This feeds into a tf.data.Dataset via from_generator, which requires explicit output signatures - TensorFlow needs to know shapes and dtypes upfront since it can't infer them from a Python generator:

output_signature = (
    tf.TensorSpec(shape=(28, 28, 1), dtype=tf.float32),
    tf.TensorSpec(shape=(130, 3), dtype=tf.float32),
    tf.TensorSpec(shape=(NUM_CLASSES,), dtype=tf.int32),
)

ds = tf.data.Dataset.from_generator(gen, output_signature=output_signature)

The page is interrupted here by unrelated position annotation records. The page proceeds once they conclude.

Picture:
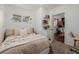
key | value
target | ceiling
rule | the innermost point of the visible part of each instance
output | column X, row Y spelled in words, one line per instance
column 36, row 6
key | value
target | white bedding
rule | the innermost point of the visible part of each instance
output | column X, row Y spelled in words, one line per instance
column 18, row 40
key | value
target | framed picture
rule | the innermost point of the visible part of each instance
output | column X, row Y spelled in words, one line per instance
column 26, row 18
column 16, row 18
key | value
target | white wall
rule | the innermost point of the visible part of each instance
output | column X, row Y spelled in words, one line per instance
column 13, row 9
column 1, row 22
column 71, row 20
column 37, row 16
column 40, row 13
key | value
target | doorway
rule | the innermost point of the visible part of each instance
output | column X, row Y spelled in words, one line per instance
column 59, row 26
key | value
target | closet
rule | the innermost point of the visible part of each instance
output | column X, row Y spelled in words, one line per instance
column 59, row 26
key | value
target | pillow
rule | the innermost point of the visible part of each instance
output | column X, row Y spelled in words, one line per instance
column 30, row 30
column 23, row 32
column 9, row 32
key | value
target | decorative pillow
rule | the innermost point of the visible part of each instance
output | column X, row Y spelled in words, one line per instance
column 23, row 32
column 30, row 30
column 9, row 32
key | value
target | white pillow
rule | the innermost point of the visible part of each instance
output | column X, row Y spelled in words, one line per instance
column 23, row 32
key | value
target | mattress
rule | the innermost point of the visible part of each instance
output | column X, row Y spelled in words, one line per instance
column 31, row 44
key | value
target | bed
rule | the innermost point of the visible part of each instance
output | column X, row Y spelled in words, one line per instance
column 25, row 44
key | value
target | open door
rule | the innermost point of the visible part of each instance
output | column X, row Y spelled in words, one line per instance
column 59, row 25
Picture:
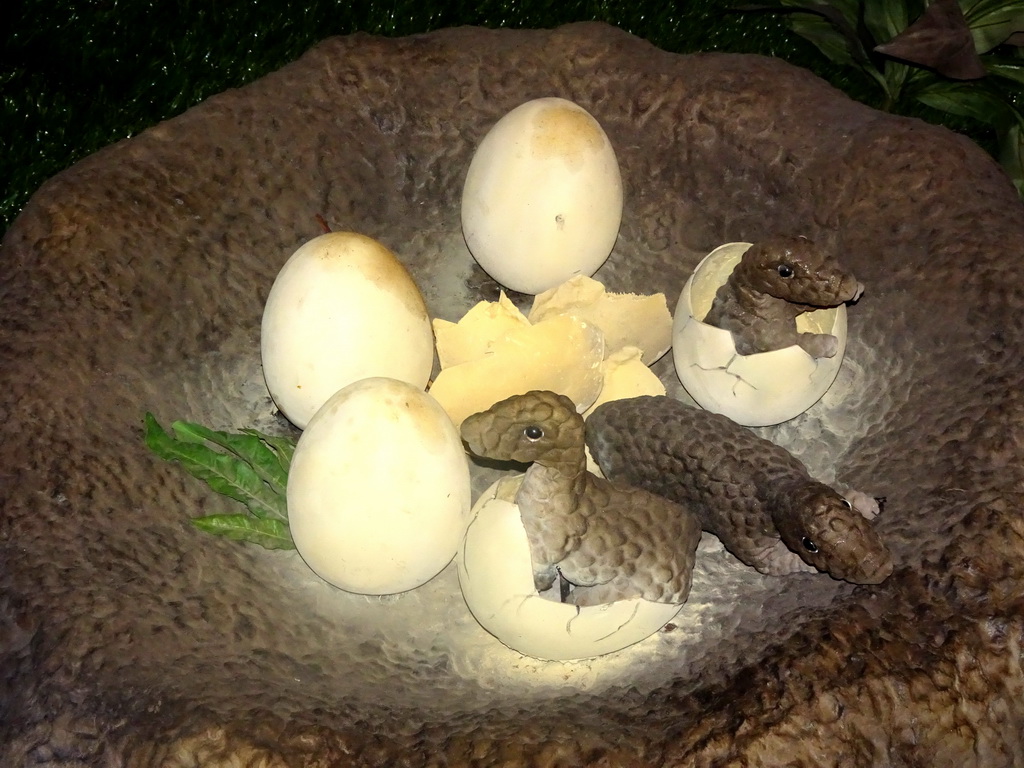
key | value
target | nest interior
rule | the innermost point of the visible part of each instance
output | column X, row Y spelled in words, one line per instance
column 134, row 282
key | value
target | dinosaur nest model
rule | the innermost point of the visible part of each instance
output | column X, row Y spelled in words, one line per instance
column 135, row 281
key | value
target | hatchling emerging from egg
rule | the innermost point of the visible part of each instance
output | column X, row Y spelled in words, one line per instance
column 608, row 542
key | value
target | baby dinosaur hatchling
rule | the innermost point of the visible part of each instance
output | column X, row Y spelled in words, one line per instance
column 608, row 542
column 776, row 281
column 755, row 496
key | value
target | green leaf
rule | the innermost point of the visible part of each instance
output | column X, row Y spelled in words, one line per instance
column 224, row 473
column 825, row 37
column 991, row 22
column 971, row 99
column 886, row 18
column 1012, row 155
column 284, row 448
column 1008, row 69
column 248, row 446
column 267, row 534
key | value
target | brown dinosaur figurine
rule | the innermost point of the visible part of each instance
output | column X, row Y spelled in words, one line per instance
column 776, row 281
column 608, row 542
column 755, row 496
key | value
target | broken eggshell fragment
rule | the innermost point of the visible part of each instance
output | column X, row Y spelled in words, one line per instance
column 755, row 390
column 497, row 579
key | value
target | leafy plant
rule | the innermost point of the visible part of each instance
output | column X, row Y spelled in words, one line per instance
column 963, row 57
column 249, row 467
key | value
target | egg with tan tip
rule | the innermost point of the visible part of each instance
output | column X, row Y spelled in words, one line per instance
column 543, row 198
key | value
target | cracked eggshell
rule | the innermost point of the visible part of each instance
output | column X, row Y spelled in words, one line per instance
column 758, row 389
column 627, row 320
column 497, row 580
column 343, row 307
column 379, row 488
column 543, row 198
column 562, row 353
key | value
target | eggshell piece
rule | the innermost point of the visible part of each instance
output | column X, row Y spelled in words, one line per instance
column 626, row 375
column 561, row 353
column 379, row 488
column 343, row 307
column 477, row 332
column 757, row 389
column 496, row 576
column 627, row 320
column 543, row 198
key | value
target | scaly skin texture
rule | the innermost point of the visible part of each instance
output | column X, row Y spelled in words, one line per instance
column 757, row 498
column 774, row 282
column 610, row 543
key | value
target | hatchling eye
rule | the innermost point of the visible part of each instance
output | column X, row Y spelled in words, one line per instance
column 534, row 432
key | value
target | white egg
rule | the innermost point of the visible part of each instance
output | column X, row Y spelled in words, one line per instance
column 379, row 489
column 497, row 580
column 543, row 198
column 758, row 389
column 343, row 307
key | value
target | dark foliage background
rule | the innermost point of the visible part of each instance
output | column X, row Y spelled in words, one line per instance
column 77, row 75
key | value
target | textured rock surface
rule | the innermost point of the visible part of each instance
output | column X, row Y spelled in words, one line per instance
column 135, row 282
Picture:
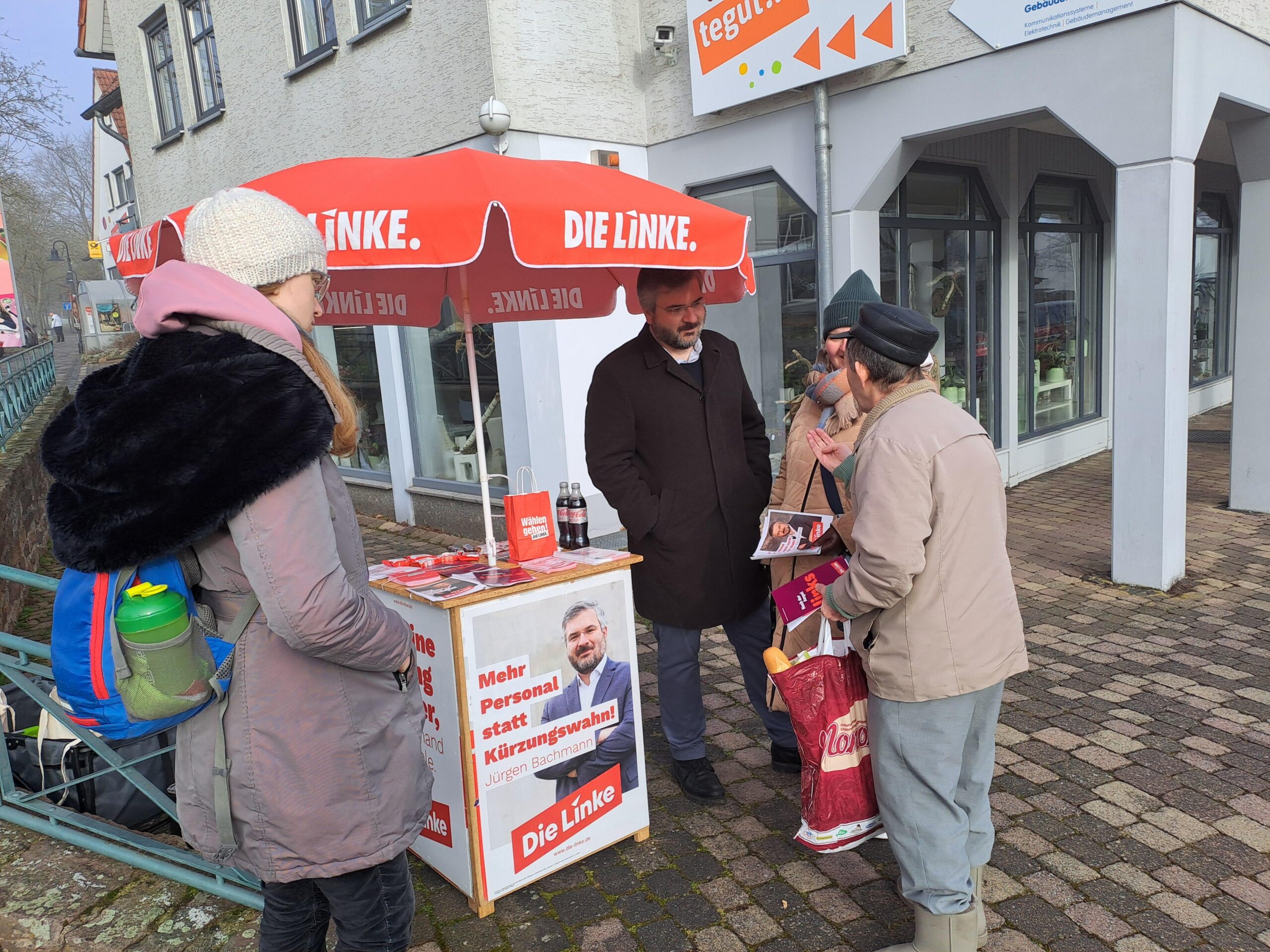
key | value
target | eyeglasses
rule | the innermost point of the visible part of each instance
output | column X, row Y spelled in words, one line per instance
column 680, row 310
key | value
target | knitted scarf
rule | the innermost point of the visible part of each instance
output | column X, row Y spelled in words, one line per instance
column 847, row 469
column 827, row 389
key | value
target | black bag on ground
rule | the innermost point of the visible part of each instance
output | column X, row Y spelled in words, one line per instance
column 39, row 766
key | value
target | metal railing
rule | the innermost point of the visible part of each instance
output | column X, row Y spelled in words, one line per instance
column 26, row 379
column 22, row 662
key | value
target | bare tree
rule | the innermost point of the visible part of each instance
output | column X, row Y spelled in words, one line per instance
column 30, row 103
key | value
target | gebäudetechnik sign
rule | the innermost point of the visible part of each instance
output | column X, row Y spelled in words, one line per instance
column 745, row 50
column 1003, row 23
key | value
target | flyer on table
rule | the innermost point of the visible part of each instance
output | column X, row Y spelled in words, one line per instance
column 553, row 697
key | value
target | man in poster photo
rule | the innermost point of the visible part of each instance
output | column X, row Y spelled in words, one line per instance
column 599, row 681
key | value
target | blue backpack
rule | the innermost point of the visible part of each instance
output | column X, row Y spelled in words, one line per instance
column 108, row 685
column 116, row 688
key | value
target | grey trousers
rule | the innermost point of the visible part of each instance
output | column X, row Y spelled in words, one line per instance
column 679, row 682
column 933, row 767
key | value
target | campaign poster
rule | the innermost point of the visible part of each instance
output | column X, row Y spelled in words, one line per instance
column 10, row 318
column 444, row 841
column 553, row 696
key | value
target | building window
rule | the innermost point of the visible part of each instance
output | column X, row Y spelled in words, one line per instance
column 1210, row 291
column 1060, row 307
column 439, row 393
column 163, row 71
column 351, row 351
column 203, row 64
column 370, row 12
column 313, row 28
column 778, row 330
column 939, row 257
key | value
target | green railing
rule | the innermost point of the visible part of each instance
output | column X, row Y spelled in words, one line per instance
column 26, row 379
column 23, row 662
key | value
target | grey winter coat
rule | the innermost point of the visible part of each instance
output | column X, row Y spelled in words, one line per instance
column 327, row 769
column 214, row 433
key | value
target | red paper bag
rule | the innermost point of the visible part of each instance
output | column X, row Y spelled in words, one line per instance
column 530, row 522
column 828, row 704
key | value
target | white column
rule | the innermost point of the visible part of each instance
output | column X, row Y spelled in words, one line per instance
column 1250, row 451
column 397, row 420
column 1155, row 228
column 856, row 246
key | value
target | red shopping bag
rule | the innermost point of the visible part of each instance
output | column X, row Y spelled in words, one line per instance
column 530, row 521
column 828, row 704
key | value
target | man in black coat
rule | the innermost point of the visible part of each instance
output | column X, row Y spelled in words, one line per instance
column 679, row 447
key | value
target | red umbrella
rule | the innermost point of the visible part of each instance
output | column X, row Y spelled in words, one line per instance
column 507, row 239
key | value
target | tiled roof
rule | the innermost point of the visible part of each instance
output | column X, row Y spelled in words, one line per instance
column 107, row 82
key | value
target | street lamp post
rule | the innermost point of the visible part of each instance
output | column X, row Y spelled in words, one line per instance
column 73, row 286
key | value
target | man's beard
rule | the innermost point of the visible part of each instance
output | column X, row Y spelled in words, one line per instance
column 591, row 664
column 676, row 341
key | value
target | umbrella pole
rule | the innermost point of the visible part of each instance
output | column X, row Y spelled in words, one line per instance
column 487, row 508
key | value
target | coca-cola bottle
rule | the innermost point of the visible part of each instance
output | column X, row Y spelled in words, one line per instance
column 563, row 531
column 578, row 518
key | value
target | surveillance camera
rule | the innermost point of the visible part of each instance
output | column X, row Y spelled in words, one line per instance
column 665, row 46
column 495, row 117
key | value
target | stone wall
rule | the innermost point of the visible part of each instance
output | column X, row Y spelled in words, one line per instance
column 23, row 486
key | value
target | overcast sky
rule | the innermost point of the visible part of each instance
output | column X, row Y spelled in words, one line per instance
column 48, row 31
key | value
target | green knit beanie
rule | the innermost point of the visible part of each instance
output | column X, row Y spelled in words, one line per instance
column 844, row 310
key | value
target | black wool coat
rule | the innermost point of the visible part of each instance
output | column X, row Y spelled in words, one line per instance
column 688, row 472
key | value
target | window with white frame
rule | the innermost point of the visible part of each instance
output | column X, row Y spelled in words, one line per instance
column 313, row 28
column 371, row 12
column 203, row 64
column 163, row 74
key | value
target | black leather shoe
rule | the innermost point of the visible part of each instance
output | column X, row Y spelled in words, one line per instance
column 786, row 760
column 698, row 780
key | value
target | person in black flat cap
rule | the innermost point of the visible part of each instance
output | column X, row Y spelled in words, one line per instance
column 933, row 611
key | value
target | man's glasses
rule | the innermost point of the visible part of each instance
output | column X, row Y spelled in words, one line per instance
column 680, row 310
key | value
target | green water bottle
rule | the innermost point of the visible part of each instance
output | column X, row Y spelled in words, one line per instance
column 150, row 615
column 169, row 660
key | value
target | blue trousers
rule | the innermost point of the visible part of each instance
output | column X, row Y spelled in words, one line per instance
column 679, row 682
column 373, row 910
column 933, row 767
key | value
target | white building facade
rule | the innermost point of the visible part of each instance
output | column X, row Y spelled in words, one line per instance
column 1078, row 214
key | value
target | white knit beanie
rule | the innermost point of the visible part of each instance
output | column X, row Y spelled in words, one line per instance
column 253, row 238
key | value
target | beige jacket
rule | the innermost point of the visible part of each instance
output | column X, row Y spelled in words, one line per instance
column 799, row 488
column 930, row 581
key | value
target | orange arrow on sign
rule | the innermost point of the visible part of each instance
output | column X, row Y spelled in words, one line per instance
column 845, row 40
column 882, row 31
column 811, row 51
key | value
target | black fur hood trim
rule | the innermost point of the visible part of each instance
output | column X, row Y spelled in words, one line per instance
column 157, row 452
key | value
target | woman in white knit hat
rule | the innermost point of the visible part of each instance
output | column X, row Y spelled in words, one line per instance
column 216, row 433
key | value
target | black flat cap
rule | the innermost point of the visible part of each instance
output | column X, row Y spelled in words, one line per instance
column 894, row 332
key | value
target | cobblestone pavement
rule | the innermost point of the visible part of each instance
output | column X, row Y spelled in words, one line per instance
column 1132, row 792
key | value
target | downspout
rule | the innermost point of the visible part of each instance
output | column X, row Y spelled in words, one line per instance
column 112, row 134
column 824, row 202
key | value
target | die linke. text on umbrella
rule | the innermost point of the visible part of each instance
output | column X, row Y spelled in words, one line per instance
column 629, row 230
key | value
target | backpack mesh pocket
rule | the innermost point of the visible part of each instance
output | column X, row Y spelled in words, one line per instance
column 168, row 678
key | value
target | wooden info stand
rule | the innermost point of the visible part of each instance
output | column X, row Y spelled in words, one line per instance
column 529, row 778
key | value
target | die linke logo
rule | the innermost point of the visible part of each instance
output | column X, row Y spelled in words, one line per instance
column 535, row 527
column 534, row 300
column 135, row 246
column 437, row 826
column 566, row 819
column 632, row 230
column 364, row 230
column 845, row 743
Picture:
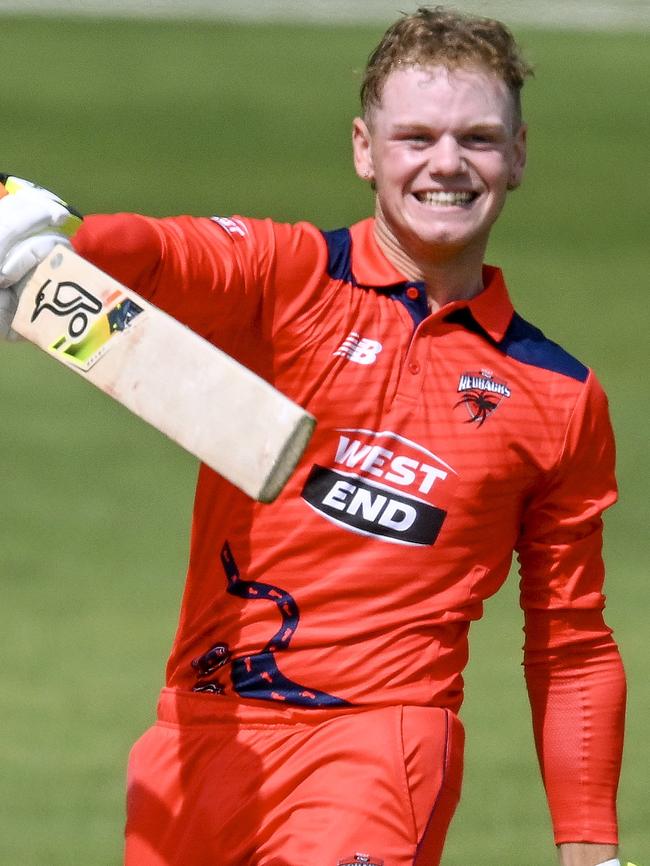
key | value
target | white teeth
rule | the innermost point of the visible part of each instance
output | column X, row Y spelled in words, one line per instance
column 446, row 198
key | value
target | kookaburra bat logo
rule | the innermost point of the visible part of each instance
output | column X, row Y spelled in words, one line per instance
column 67, row 299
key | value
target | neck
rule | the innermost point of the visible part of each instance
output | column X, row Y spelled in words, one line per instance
column 448, row 274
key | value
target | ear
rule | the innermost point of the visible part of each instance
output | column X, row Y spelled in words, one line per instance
column 519, row 157
column 362, row 149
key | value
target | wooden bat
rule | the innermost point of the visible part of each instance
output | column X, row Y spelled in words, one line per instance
column 224, row 414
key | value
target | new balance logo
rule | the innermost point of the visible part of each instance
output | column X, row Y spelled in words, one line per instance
column 359, row 349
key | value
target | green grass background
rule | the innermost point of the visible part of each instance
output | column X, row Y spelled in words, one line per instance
column 94, row 507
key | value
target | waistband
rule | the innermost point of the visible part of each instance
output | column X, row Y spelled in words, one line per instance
column 195, row 708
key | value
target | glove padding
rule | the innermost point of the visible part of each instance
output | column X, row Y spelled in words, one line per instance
column 32, row 221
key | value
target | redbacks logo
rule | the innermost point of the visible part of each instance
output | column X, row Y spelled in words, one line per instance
column 383, row 485
column 360, row 860
column 482, row 393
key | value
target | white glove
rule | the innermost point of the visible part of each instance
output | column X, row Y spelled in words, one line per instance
column 32, row 221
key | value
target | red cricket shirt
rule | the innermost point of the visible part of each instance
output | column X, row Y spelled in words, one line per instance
column 444, row 442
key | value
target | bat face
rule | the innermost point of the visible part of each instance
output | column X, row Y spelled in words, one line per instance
column 144, row 358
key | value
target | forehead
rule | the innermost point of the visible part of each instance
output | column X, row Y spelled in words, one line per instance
column 437, row 94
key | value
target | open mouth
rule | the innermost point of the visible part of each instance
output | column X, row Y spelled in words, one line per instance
column 439, row 198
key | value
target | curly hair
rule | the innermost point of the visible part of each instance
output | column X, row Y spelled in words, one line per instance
column 439, row 35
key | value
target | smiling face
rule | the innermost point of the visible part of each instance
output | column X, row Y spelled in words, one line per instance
column 443, row 147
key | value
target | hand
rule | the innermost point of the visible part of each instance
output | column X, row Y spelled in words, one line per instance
column 32, row 221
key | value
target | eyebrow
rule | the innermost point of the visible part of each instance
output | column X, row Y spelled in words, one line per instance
column 417, row 126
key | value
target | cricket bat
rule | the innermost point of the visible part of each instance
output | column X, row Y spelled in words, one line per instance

The full pipeline adds shuffling (shuffles a buffer of 10× the batch size rather than the entire dataset), repeating, batching at 512, and prefetching:

def build_dataset(images, strokes, labels, is_shuffle=False):
    ds = tf.data.Dataset.from_generator(gen, output_signature=output_signature)
    if is_shuffle:
        ds = ds.shuffle(BATCH_SIZE * 10)
    ds = ds.repeat()
    ds = ds.map(format_sample, num_parallel_calls=tf.data.AUTOTUNE)
    ds = ds.batch(BATCH_SIZE)
    return ds.prefetch(tf.data.AUTOTUNE)

The format_sample step reformats the yielded tuple into the dictionary format Keras expects for multi-input models:

def format_sample(img, stroke, label):
    return {"stroke_input": stroke, "image_input": img}, label

Shuffling indices, not files, is important here. The file layout on disk stays sequential — images for cat are in one directory, images for airplane in another. The shuffle happens in the data pipeline as it reads, which avoids random I/O seeks across the disk. Sequential reads are substantially faster than random ones, and the OS page cache will warm up the recently accessed files naturally.

Screenshot: htop showing RAM usage during training — relatively flat, not growing with training time

Splitting the Dataset

The split is index-based. We shuffle a global index array once with a fixed seed, then slice it:

indices = np.arange(total)
np.random.seed(42)
np.random.shuffle(indices)

train_end = int(0.8 * total)
val_end = train_end + int(0.1 * total)
train_idx = indices[:train_end]
val_idx = indices[train_end:val_end]
test_idx = indices[val_end:]

The 80/10/10 ratio applies across all classes since the indexing step already interleaved everything. There’s no risk of a class being entirely in the training set and absent from validation.

Validation and test datasets use .take() to consume a fixed number of batches - computed from the split sizes - since the generator repeats indefinitely:

val_ds = build_dataset(
            val_images, val_strokes, val_labels
          ).take(math.ceil(len(val_labels) / BATCH_SIZE))
test_ds = build_dataset(
            test_images, test_strokes, test_labels
          ).take(math.ceil(len(test_labels) / BATCH_SIZE))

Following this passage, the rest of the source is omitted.